Bagdad est sous la pression croissante des États-Unis pour désarmer les groupes pro-iraniens qui ont attaqué des installations américaines en Irak et dans toute la région depuis le début de la guerre au Moyen-Orient, déclenchée le 28 février par des bombardements israélo-américains sur l'Iran.
Jusque-là, le gouvernement irakien s'était tenu à un délai expirant le 30 septembre, mais dimanche, le conseiller à la sécurité du Premier ministre, Qasim al-Araji, a déclaré à un média d'État que le processus ne débuterait qu'à la fin du mois prochain.
«Le 30 septembre est la date du départ de la coalition internationale» antijihadiste menée par les États-Unis, «et non la date limite pour la remise des armes», a-t-il affirmé à la chaîne Al Iraqiya.
Vendredi, le porte-parole du gouvernement, Haidar al-Aboudi, avait fait une annonce similaire auprès de médias locaux, bien qu'il ait affirmé en juin que ces groupes avaient jusqu'à fin septembre pour rendre les armes.
Depuis son entrée en fonction en mai, le Premier ministre Ali al-Zaïdi s'est engagé à ce que les groupes armés apparus au cours des années qui ont suivi l'invasion américaine de l'Irak remettent leurs armes à l'État.
Si certaines factions ont déclaré ces dernières semaines rejoindre les institutions étatiques, d'autres, plus proches de l'Iran, refusent toujours.
«La situation est extrêmement compliquée», a déclaré à l'AFP un responsable gouvernemental, sous couvert d'anonymat, n'étant pas autorisé à s'exprimer sur le sujet.
«Le gouvernement insiste pour clore le dossier des armes, mais les chefs des groupes sont déterminés à conserver leurs armes, car ils estiment que le désarmement servirait les intérêts d'Israël et des États-Unis.»
Parmi les factions armées les plus puissantes d'Irak figurent les Kataeb Hezbollah, qui ciblent depuis longtemps les intérêts américains dans le pays et dont plusieurs commandants ont été tués par des frappes américaines.
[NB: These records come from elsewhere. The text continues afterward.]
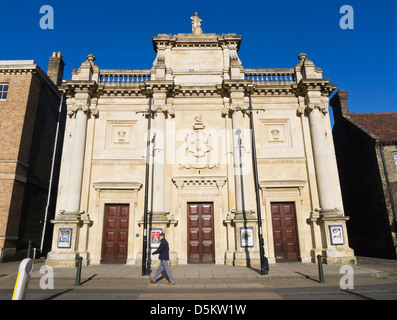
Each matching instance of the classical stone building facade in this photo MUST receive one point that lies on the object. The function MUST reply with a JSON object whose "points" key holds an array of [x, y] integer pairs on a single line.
{"points": [[366, 151], [29, 109], [201, 190]]}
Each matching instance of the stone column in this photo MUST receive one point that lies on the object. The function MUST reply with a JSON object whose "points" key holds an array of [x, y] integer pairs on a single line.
{"points": [[72, 218], [76, 162], [325, 190]]}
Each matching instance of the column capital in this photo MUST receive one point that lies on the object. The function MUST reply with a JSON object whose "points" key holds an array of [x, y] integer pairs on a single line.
{"points": [[236, 107], [322, 107]]}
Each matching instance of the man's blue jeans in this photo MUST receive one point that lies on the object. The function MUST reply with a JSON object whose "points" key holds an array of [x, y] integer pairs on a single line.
{"points": [[164, 266]]}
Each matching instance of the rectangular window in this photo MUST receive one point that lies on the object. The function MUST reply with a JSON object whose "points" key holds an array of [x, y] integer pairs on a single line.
{"points": [[3, 91]]}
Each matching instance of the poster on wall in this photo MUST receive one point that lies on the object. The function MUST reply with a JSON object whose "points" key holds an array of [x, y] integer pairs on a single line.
{"points": [[336, 232], [155, 237], [64, 237], [247, 236]]}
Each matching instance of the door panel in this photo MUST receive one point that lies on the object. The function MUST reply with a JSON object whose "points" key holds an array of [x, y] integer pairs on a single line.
{"points": [[200, 233], [115, 235], [284, 232]]}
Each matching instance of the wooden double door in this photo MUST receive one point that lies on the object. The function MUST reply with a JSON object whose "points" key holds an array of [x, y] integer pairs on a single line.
{"points": [[115, 234], [284, 232], [200, 246]]}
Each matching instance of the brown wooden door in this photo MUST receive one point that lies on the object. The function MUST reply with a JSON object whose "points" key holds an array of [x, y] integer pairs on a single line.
{"points": [[115, 234], [200, 233], [284, 232]]}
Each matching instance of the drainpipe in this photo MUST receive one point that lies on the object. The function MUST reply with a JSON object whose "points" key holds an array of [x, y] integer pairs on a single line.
{"points": [[51, 176], [263, 259], [388, 183], [145, 210]]}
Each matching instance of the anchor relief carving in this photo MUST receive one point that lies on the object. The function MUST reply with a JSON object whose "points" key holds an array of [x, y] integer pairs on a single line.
{"points": [[199, 147]]}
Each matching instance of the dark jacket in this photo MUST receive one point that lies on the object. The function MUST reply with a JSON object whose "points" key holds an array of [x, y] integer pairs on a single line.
{"points": [[163, 250]]}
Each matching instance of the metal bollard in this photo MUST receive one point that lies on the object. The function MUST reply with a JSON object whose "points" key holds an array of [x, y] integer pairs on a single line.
{"points": [[78, 274], [29, 253], [21, 285], [320, 269]]}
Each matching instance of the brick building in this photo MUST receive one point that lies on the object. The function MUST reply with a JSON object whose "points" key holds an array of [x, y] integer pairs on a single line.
{"points": [[29, 105], [366, 152]]}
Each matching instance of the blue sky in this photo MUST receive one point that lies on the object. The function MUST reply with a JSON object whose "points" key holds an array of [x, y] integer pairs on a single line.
{"points": [[119, 33]]}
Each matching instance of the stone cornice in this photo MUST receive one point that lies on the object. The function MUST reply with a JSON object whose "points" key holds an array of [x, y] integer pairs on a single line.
{"points": [[189, 40], [70, 88], [323, 85], [28, 68]]}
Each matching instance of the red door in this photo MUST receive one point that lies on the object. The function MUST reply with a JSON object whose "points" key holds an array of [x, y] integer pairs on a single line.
{"points": [[200, 233], [284, 232], [115, 234]]}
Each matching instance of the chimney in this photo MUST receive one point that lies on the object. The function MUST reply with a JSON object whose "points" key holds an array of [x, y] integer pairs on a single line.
{"points": [[55, 68], [339, 104]]}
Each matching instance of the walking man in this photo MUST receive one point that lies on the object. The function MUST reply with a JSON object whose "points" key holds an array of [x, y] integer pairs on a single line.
{"points": [[163, 251]]}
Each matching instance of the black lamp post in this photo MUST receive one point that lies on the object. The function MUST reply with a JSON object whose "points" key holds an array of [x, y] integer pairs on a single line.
{"points": [[263, 259]]}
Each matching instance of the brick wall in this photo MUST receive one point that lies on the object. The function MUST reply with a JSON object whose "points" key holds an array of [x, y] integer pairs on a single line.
{"points": [[28, 121]]}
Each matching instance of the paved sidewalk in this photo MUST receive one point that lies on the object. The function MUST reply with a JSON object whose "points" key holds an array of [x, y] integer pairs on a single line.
{"points": [[368, 267]]}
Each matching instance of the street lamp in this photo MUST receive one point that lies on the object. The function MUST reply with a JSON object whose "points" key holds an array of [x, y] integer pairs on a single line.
{"points": [[263, 259]]}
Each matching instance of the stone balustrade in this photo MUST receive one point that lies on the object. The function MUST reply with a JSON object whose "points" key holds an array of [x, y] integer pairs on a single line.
{"points": [[113, 76], [270, 76]]}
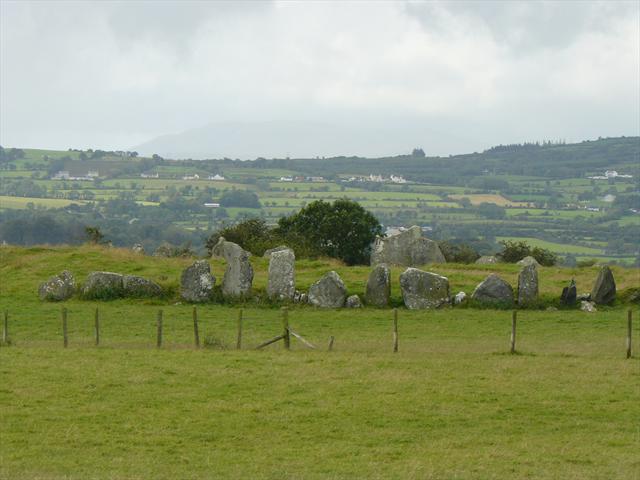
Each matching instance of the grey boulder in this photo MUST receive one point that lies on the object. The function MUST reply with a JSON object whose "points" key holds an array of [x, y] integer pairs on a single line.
{"points": [[408, 249], [487, 260], [353, 301], [528, 285], [569, 294], [140, 287], [422, 289], [379, 286], [196, 282], [328, 292], [57, 288], [281, 283], [103, 285], [604, 288], [493, 289], [238, 277]]}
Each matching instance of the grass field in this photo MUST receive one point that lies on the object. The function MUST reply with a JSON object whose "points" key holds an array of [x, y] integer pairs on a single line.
{"points": [[450, 404]]}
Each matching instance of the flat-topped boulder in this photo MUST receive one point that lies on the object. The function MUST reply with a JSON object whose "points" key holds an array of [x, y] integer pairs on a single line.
{"points": [[238, 277], [196, 282], [604, 288], [408, 249], [487, 260], [379, 286], [528, 285], [422, 289], [493, 289], [134, 286], [282, 279], [328, 292], [103, 285], [58, 288]]}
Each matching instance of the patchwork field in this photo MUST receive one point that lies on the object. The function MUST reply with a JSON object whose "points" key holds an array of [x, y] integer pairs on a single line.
{"points": [[452, 403]]}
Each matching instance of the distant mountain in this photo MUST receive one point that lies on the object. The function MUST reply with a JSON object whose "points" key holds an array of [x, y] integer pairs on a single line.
{"points": [[291, 139]]}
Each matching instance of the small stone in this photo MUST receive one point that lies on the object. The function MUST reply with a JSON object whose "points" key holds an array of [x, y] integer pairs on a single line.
{"points": [[353, 301], [57, 288], [328, 292]]}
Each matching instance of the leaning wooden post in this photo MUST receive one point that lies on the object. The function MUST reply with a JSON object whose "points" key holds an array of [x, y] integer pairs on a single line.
{"points": [[65, 338], [285, 328], [159, 337], [239, 339], [5, 331], [196, 333], [97, 326], [514, 318], [629, 332], [395, 330]]}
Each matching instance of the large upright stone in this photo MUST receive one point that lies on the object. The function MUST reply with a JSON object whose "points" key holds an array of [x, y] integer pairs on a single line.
{"points": [[493, 290], [135, 286], [328, 292], [528, 285], [103, 286], [604, 288], [408, 249], [238, 277], [422, 289], [57, 288], [569, 294], [379, 286], [196, 282], [282, 279]]}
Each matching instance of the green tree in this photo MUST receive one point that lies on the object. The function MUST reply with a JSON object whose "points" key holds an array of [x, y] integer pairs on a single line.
{"points": [[342, 229]]}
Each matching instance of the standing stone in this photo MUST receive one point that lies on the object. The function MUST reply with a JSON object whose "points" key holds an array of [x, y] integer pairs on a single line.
{"points": [[57, 288], [196, 282], [528, 285], [459, 298], [569, 294], [353, 301], [138, 248], [328, 292], [140, 287], [282, 280], [238, 276], [103, 285], [493, 290], [379, 286], [528, 261], [408, 249], [422, 289], [487, 260], [604, 289]]}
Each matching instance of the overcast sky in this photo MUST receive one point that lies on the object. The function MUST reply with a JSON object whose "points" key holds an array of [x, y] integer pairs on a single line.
{"points": [[469, 74]]}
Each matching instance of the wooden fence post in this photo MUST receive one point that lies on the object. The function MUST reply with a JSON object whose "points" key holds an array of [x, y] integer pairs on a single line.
{"points": [[97, 326], [159, 337], [239, 339], [65, 338], [514, 318], [196, 333], [5, 331], [285, 327], [395, 330], [629, 332]]}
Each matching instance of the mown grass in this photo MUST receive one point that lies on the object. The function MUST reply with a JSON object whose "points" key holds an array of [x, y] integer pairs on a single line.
{"points": [[452, 403]]}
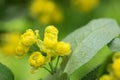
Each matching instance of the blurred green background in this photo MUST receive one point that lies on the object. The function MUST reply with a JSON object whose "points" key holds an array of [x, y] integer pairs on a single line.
{"points": [[67, 15]]}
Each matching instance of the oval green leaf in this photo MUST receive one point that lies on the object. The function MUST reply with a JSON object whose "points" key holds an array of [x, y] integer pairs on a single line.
{"points": [[88, 40]]}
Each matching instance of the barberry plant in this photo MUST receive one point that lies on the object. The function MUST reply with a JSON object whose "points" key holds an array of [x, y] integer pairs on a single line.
{"points": [[49, 48]]}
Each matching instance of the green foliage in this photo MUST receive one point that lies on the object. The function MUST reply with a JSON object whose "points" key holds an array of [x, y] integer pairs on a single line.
{"points": [[115, 45], [5, 73], [87, 41]]}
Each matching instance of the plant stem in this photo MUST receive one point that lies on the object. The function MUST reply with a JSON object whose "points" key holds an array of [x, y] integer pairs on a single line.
{"points": [[48, 70], [51, 67], [57, 63]]}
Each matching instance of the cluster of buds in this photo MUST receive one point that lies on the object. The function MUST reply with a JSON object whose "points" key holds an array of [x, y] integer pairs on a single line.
{"points": [[113, 69], [49, 47]]}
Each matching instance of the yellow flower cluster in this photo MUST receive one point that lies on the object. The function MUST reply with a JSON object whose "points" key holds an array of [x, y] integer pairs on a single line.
{"points": [[46, 11], [50, 44], [9, 42], [114, 73], [86, 5], [49, 48], [25, 42]]}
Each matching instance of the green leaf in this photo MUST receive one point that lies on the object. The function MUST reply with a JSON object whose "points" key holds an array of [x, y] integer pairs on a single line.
{"points": [[115, 45], [5, 73], [91, 75], [88, 40], [96, 61]]}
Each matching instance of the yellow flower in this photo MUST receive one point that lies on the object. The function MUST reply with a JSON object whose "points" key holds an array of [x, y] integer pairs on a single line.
{"points": [[106, 77], [51, 29], [36, 60], [28, 38], [116, 67], [63, 48], [9, 43], [21, 50], [50, 37], [50, 40]]}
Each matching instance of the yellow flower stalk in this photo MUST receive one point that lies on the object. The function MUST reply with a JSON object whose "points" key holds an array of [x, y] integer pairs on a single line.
{"points": [[63, 48], [36, 60], [21, 50], [28, 38], [25, 42]]}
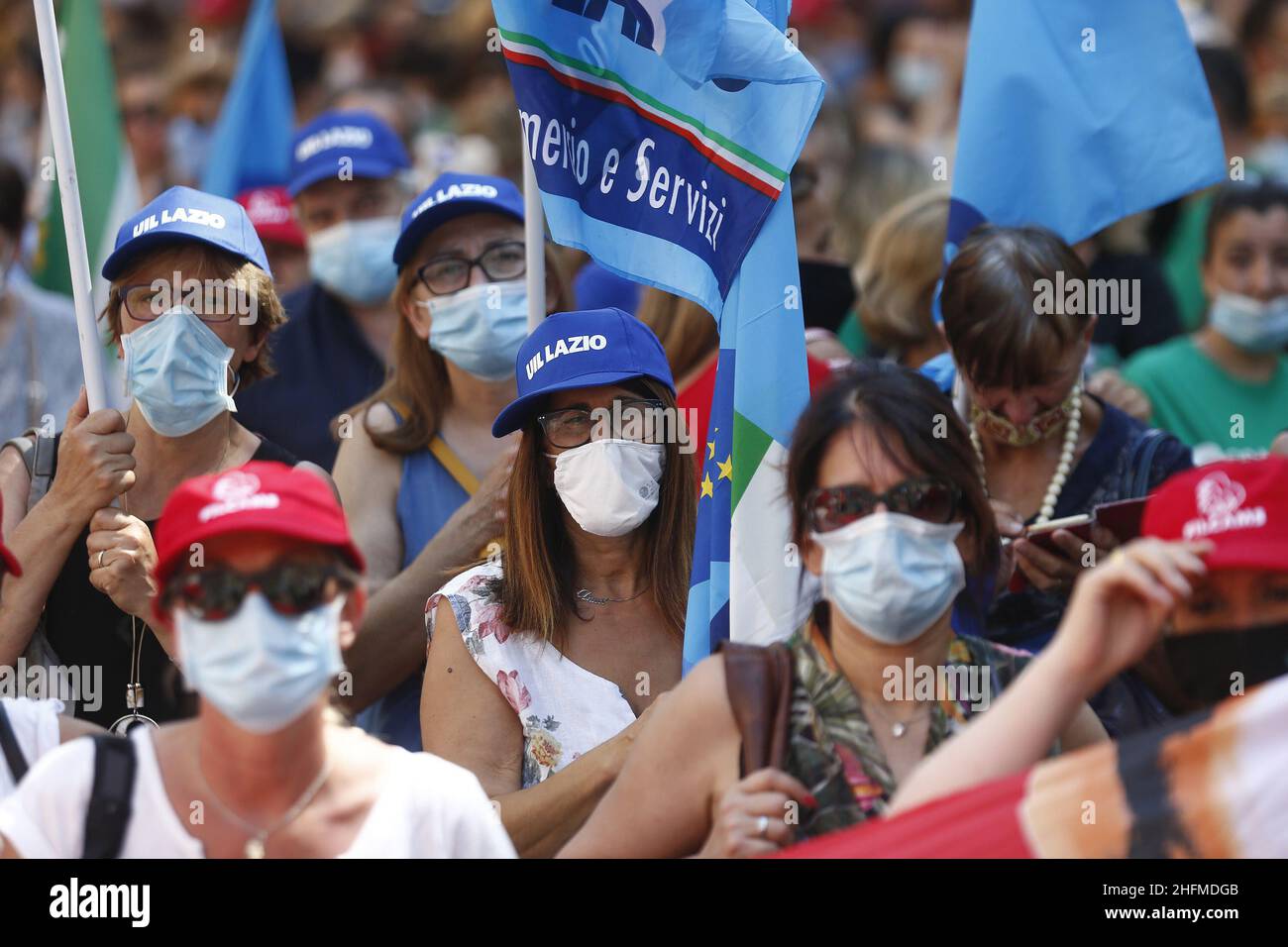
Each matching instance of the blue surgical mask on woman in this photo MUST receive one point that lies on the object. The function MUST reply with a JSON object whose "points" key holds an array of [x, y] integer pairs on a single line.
{"points": [[176, 371], [261, 669], [892, 575], [481, 328], [355, 260], [1249, 324]]}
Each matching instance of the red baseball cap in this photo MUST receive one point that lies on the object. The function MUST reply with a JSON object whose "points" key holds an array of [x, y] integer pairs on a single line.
{"points": [[261, 496], [1240, 505], [5, 556], [269, 210]]}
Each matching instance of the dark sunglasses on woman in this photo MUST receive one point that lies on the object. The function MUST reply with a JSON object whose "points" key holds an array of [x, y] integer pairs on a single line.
{"points": [[923, 497], [215, 592]]}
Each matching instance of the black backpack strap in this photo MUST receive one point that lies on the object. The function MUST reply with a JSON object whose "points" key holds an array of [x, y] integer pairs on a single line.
{"points": [[1142, 463], [111, 799], [9, 746], [40, 457]]}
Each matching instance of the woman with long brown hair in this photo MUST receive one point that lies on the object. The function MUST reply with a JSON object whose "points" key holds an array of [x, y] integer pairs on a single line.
{"points": [[421, 476], [580, 628], [888, 510]]}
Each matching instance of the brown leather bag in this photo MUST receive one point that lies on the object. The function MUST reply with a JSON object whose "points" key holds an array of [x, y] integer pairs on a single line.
{"points": [[759, 682]]}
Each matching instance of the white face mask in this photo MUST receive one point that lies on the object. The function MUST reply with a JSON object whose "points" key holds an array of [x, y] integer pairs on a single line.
{"points": [[915, 76], [892, 575], [1249, 324], [259, 668], [609, 486]]}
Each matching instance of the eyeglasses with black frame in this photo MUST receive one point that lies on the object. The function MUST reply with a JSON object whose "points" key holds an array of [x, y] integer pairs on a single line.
{"points": [[923, 497], [141, 304], [451, 273], [572, 427], [215, 592]]}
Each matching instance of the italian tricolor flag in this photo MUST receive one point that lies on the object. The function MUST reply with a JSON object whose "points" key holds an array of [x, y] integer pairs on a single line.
{"points": [[108, 184]]}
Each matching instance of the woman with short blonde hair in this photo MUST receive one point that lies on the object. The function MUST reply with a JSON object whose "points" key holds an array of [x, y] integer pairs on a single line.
{"points": [[897, 278]]}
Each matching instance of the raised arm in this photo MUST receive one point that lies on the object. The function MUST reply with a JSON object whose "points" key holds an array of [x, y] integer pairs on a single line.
{"points": [[1113, 618], [95, 464]]}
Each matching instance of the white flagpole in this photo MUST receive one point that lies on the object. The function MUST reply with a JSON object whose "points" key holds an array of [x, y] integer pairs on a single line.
{"points": [[535, 241], [68, 189]]}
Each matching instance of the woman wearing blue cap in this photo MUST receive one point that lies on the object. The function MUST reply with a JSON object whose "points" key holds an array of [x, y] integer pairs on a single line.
{"points": [[191, 304], [542, 667], [419, 470]]}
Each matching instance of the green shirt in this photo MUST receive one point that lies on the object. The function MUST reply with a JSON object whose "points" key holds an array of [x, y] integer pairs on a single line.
{"points": [[1202, 405]]}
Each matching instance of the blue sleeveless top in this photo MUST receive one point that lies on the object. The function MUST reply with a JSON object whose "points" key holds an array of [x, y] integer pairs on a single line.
{"points": [[428, 495]]}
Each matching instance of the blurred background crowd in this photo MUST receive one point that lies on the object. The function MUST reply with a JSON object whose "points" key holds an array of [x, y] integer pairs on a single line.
{"points": [[887, 132]]}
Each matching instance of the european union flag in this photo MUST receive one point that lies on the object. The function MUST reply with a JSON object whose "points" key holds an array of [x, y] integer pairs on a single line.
{"points": [[252, 146], [662, 133]]}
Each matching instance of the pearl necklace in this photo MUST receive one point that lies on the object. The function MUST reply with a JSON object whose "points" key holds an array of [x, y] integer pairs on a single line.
{"points": [[1061, 470]]}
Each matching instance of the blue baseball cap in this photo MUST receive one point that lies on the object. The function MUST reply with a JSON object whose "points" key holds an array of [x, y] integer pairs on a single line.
{"points": [[452, 196], [373, 147], [581, 350], [183, 213]]}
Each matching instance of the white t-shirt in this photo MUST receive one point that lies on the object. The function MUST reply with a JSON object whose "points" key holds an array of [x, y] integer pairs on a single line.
{"points": [[35, 724], [428, 808]]}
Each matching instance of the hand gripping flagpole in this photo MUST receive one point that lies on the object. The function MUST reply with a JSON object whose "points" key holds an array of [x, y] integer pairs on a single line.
{"points": [[535, 243], [68, 189]]}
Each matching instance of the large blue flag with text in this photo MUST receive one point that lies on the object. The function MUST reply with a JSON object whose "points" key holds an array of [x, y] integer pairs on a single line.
{"points": [[662, 133], [252, 144], [1077, 114]]}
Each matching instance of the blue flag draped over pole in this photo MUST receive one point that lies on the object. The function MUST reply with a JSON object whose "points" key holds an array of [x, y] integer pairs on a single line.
{"points": [[1077, 114], [252, 145], [662, 133]]}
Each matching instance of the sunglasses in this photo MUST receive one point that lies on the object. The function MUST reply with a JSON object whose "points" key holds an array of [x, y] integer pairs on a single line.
{"points": [[501, 262], [630, 419], [832, 508], [291, 587]]}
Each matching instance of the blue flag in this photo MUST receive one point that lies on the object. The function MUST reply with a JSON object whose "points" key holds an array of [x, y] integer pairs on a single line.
{"points": [[662, 133], [1077, 114], [661, 176], [252, 145]]}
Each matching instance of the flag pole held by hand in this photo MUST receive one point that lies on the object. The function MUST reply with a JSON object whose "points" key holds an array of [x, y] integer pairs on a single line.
{"points": [[535, 241], [68, 189]]}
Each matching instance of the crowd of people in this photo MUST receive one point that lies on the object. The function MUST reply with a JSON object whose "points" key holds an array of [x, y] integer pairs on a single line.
{"points": [[370, 574]]}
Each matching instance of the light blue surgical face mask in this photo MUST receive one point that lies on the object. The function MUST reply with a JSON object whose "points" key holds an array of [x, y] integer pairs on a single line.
{"points": [[892, 575], [355, 260], [1249, 324], [261, 669], [481, 328], [176, 371]]}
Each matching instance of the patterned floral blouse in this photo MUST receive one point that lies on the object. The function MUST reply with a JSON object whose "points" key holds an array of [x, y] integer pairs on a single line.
{"points": [[832, 748], [565, 709]]}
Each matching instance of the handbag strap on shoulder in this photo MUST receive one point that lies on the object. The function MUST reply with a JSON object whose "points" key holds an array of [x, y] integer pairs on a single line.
{"points": [[759, 684]]}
L'Arabie saoudite, proche alliée des États-Unis, a également accusé des groupes armés irakiens d'attaques contre son territoire.
Une autre source irakienne a déclaré à l'AFP que l'Iran considérait ses alliés dans la région, «en particulier en Irak, comme une source de force à laquelle il refuse de renoncer».
L'Irak a longtemps été un terrain de confrontation par procuration entre les États-Unis et l'Iran, les gouvernements successifs négociant un équilibre délicat entre ses deux principaux alliés, eux-mêmes ennemis.